そのほかのスペックも見ていこう。CPUは、開発コードネーム“Tiger Lake”のIntel第11世代Coreプロセッサ「Core i7-11370H」を搭載。4コア8スレッドで動作クロックは最大4.8GHz(TurboBoost時)だ。TDP 35Wの省電力ながら、高クロック動作が可能なのほか、PCI Express 4.0に対応しているのも特徴。実際、GeForce RTX 3070とはPCI Express 4.0で接続されている。
メモリはDDR4-3200が16GBと高速大容量。ストレージはPCI Express 3.0接続のNVMe SSDが1TBと十分だ。
ディスプレイはサイズが15.6型で解像度はフルHD(1,920×1,080ドット)。リフレッシュレートは240Hzとかなりの高速駆動だ。1秒間に最大240コマもの滑らかな描画が可能なので、FPSやTPSのシビアな戦いにも十分対応できる。また、sRGBカバー率100%と色の再現性も高い。
インタフェースは左側面にギガビットイーサ、HDMI出力、USB 3.2 Gen1×1、Thunderbolt 4(Type-C)×1、ヘッドセット端子、右側面にUSB 3.2 Gen1×2を備えている。無線はWi-Fi 6とBluetooth 5.1に対応だ。Thunderbolt 4を備えているため、Type-C経由の充電(100WまでのUSB PD)にも対応する。
キーボードの詳細なスペックは公表されていないが、クセのない配列で使いやすい。

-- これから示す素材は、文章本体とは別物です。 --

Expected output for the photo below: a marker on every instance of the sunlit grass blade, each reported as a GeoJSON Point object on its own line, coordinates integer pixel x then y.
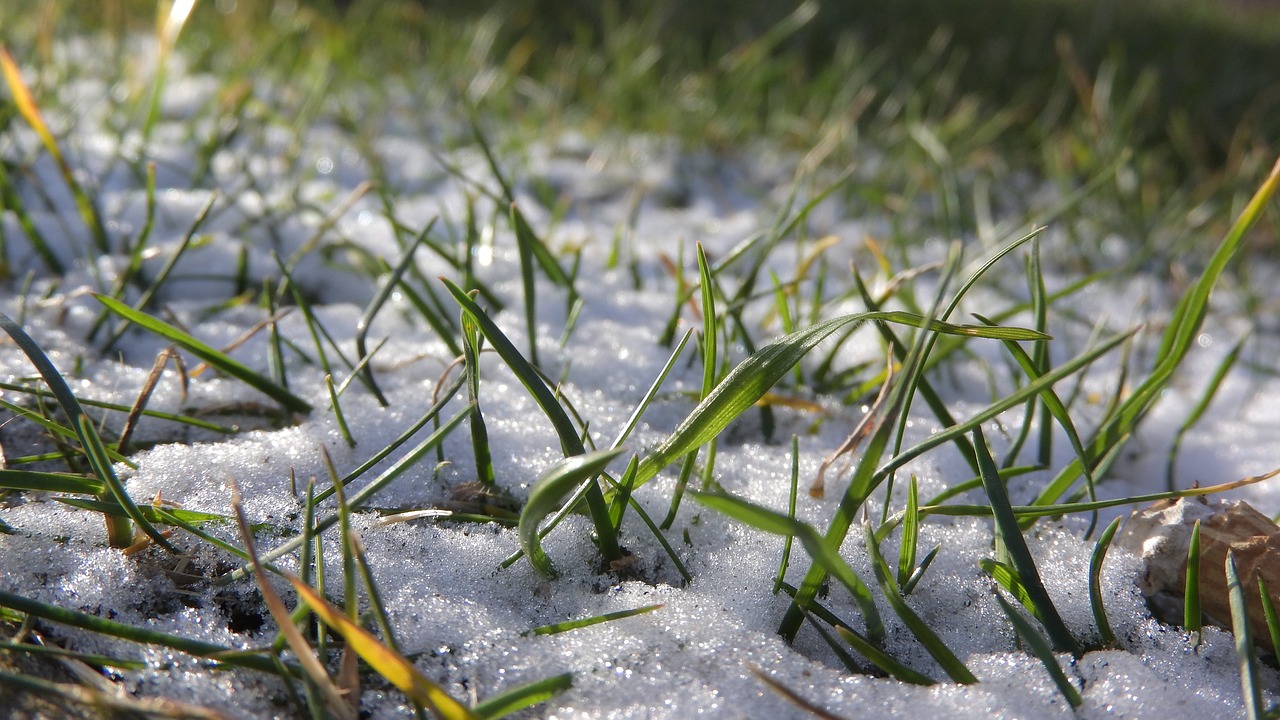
{"type": "Point", "coordinates": [547, 493]}
{"type": "Point", "coordinates": [1010, 534]}
{"type": "Point", "coordinates": [818, 548]}
{"type": "Point", "coordinates": [755, 376]}
{"type": "Point", "coordinates": [933, 645]}
{"type": "Point", "coordinates": [1192, 611]}
{"type": "Point", "coordinates": [1042, 650]}
{"type": "Point", "coordinates": [215, 358]}
{"type": "Point", "coordinates": [387, 662]}
{"type": "Point", "coordinates": [1251, 678]}
{"type": "Point", "coordinates": [588, 621]}
{"type": "Point", "coordinates": [1107, 636]}
{"type": "Point", "coordinates": [545, 399]}
{"type": "Point", "coordinates": [315, 670]}
{"type": "Point", "coordinates": [522, 696]}
{"type": "Point", "coordinates": [375, 304]}
{"type": "Point", "coordinates": [1211, 388]}
{"type": "Point", "coordinates": [1270, 615]}
{"type": "Point", "coordinates": [910, 533]}
{"type": "Point", "coordinates": [30, 112]}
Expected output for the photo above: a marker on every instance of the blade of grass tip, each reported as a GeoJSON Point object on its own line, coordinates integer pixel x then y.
{"type": "Point", "coordinates": [1251, 679]}
{"type": "Point", "coordinates": [30, 112]}
{"type": "Point", "coordinates": [791, 513]}
{"type": "Point", "coordinates": [951, 665]}
{"type": "Point", "coordinates": [910, 533]}
{"type": "Point", "coordinates": [822, 554]}
{"type": "Point", "coordinates": [387, 662]}
{"type": "Point", "coordinates": [545, 399]}
{"type": "Point", "coordinates": [1211, 388]}
{"type": "Point", "coordinates": [1100, 611]}
{"type": "Point", "coordinates": [334, 700]}
{"type": "Point", "coordinates": [588, 621]}
{"type": "Point", "coordinates": [918, 574]}
{"type": "Point", "coordinates": [208, 354]}
{"type": "Point", "coordinates": [1019, 554]}
{"type": "Point", "coordinates": [522, 696]}
{"type": "Point", "coordinates": [375, 304]}
{"type": "Point", "coordinates": [1269, 613]}
{"type": "Point", "coordinates": [1042, 650]}
{"type": "Point", "coordinates": [790, 695]}
{"type": "Point", "coordinates": [545, 495]}
{"type": "Point", "coordinates": [1192, 611]}
{"type": "Point", "coordinates": [471, 346]}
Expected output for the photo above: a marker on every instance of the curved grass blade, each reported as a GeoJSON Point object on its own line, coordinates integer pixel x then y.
{"type": "Point", "coordinates": [118, 531]}
{"type": "Point", "coordinates": [822, 554]}
{"type": "Point", "coordinates": [951, 665]}
{"type": "Point", "coordinates": [752, 378]}
{"type": "Point", "coordinates": [568, 436]}
{"type": "Point", "coordinates": [1100, 611]}
{"type": "Point", "coordinates": [1010, 534]}
{"type": "Point", "coordinates": [544, 500]}
{"type": "Point", "coordinates": [1042, 650]}
{"type": "Point", "coordinates": [1251, 679]}
{"type": "Point", "coordinates": [522, 696]}
{"type": "Point", "coordinates": [208, 354]}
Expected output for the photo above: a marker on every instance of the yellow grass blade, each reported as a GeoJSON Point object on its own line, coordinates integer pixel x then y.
{"type": "Point", "coordinates": [27, 106]}
{"type": "Point", "coordinates": [389, 664]}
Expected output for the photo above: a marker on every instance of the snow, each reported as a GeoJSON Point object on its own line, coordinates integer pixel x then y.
{"type": "Point", "coordinates": [453, 609]}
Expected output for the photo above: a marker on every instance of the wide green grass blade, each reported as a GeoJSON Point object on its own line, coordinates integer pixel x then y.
{"type": "Point", "coordinates": [822, 554]}
{"type": "Point", "coordinates": [215, 358]}
{"type": "Point", "coordinates": [755, 376]}
{"type": "Point", "coordinates": [951, 665]}
{"type": "Point", "coordinates": [1019, 555]}
{"type": "Point", "coordinates": [547, 493]}
{"type": "Point", "coordinates": [1042, 650]}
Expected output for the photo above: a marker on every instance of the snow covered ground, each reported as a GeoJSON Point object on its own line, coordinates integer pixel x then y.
{"type": "Point", "coordinates": [453, 609]}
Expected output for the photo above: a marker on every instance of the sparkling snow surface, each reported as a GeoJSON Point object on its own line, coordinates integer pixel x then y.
{"type": "Point", "coordinates": [462, 616]}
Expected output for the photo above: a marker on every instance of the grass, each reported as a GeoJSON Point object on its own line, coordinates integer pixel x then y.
{"type": "Point", "coordinates": [952, 156]}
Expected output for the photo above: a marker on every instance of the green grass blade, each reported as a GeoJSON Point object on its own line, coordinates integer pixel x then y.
{"type": "Point", "coordinates": [1251, 678]}
{"type": "Point", "coordinates": [1042, 650]}
{"type": "Point", "coordinates": [910, 533]}
{"type": "Point", "coordinates": [1096, 559]}
{"type": "Point", "coordinates": [951, 665]}
{"type": "Point", "coordinates": [1192, 613]}
{"type": "Point", "coordinates": [568, 436]}
{"type": "Point", "coordinates": [115, 629]}
{"type": "Point", "coordinates": [588, 621]}
{"type": "Point", "coordinates": [818, 548]}
{"type": "Point", "coordinates": [522, 696]}
{"type": "Point", "coordinates": [215, 358]}
{"type": "Point", "coordinates": [547, 493]}
{"type": "Point", "coordinates": [1010, 533]}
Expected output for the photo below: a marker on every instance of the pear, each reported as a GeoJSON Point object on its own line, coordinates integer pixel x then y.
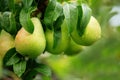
{"type": "Point", "coordinates": [6, 43]}
{"type": "Point", "coordinates": [92, 33]}
{"type": "Point", "coordinates": [28, 44]}
{"type": "Point", "coordinates": [62, 45]}
{"type": "Point", "coordinates": [73, 48]}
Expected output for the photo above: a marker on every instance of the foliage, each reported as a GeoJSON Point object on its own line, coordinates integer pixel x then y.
{"type": "Point", "coordinates": [99, 61]}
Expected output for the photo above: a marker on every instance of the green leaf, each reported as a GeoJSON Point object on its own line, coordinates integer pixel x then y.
{"type": "Point", "coordinates": [12, 5]}
{"type": "Point", "coordinates": [71, 16]}
{"type": "Point", "coordinates": [30, 75]}
{"type": "Point", "coordinates": [8, 22]}
{"type": "Point", "coordinates": [83, 18]}
{"type": "Point", "coordinates": [43, 69]}
{"type": "Point", "coordinates": [13, 60]}
{"type": "Point", "coordinates": [8, 55]}
{"type": "Point", "coordinates": [25, 19]}
{"type": "Point", "coordinates": [4, 5]}
{"type": "Point", "coordinates": [19, 68]}
{"type": "Point", "coordinates": [53, 11]}
{"type": "Point", "coordinates": [27, 3]}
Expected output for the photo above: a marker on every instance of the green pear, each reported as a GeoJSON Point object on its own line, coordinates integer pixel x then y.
{"type": "Point", "coordinates": [73, 48]}
{"type": "Point", "coordinates": [6, 43]}
{"type": "Point", "coordinates": [92, 33]}
{"type": "Point", "coordinates": [28, 44]}
{"type": "Point", "coordinates": [62, 45]}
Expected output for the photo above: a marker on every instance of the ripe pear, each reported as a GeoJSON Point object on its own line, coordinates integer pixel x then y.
{"type": "Point", "coordinates": [73, 48]}
{"type": "Point", "coordinates": [92, 33]}
{"type": "Point", "coordinates": [62, 45]}
{"type": "Point", "coordinates": [28, 44]}
{"type": "Point", "coordinates": [6, 43]}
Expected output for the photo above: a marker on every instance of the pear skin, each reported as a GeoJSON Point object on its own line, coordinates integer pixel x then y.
{"type": "Point", "coordinates": [73, 48]}
{"type": "Point", "coordinates": [92, 33]}
{"type": "Point", "coordinates": [62, 45]}
{"type": "Point", "coordinates": [28, 44]}
{"type": "Point", "coordinates": [6, 43]}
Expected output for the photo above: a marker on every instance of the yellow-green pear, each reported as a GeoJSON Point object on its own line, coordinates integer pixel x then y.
{"type": "Point", "coordinates": [62, 45]}
{"type": "Point", "coordinates": [73, 48]}
{"type": "Point", "coordinates": [28, 44]}
{"type": "Point", "coordinates": [92, 33]}
{"type": "Point", "coordinates": [6, 43]}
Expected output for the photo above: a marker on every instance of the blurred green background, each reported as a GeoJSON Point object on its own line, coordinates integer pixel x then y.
{"type": "Point", "coordinates": [100, 61]}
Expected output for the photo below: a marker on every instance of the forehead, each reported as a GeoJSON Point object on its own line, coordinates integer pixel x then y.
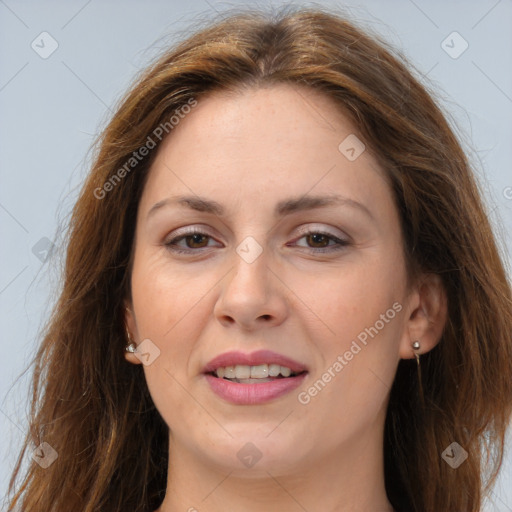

キーピッチは筆者の実測で約19mmと十分なサイズが確保されており、キーストロークもしっかりとしたクリック感があり、使い心地は上々だ。ゲームの移動によく使われる「W」「A」「S」「D」の4キーは半透明のキーキャップが採用されており、判別しやすいのも便利。ゲーミングPCらしくグリーンLEDも内蔵されている。発光色は変更できないが、発光パターンの変更は可能だ。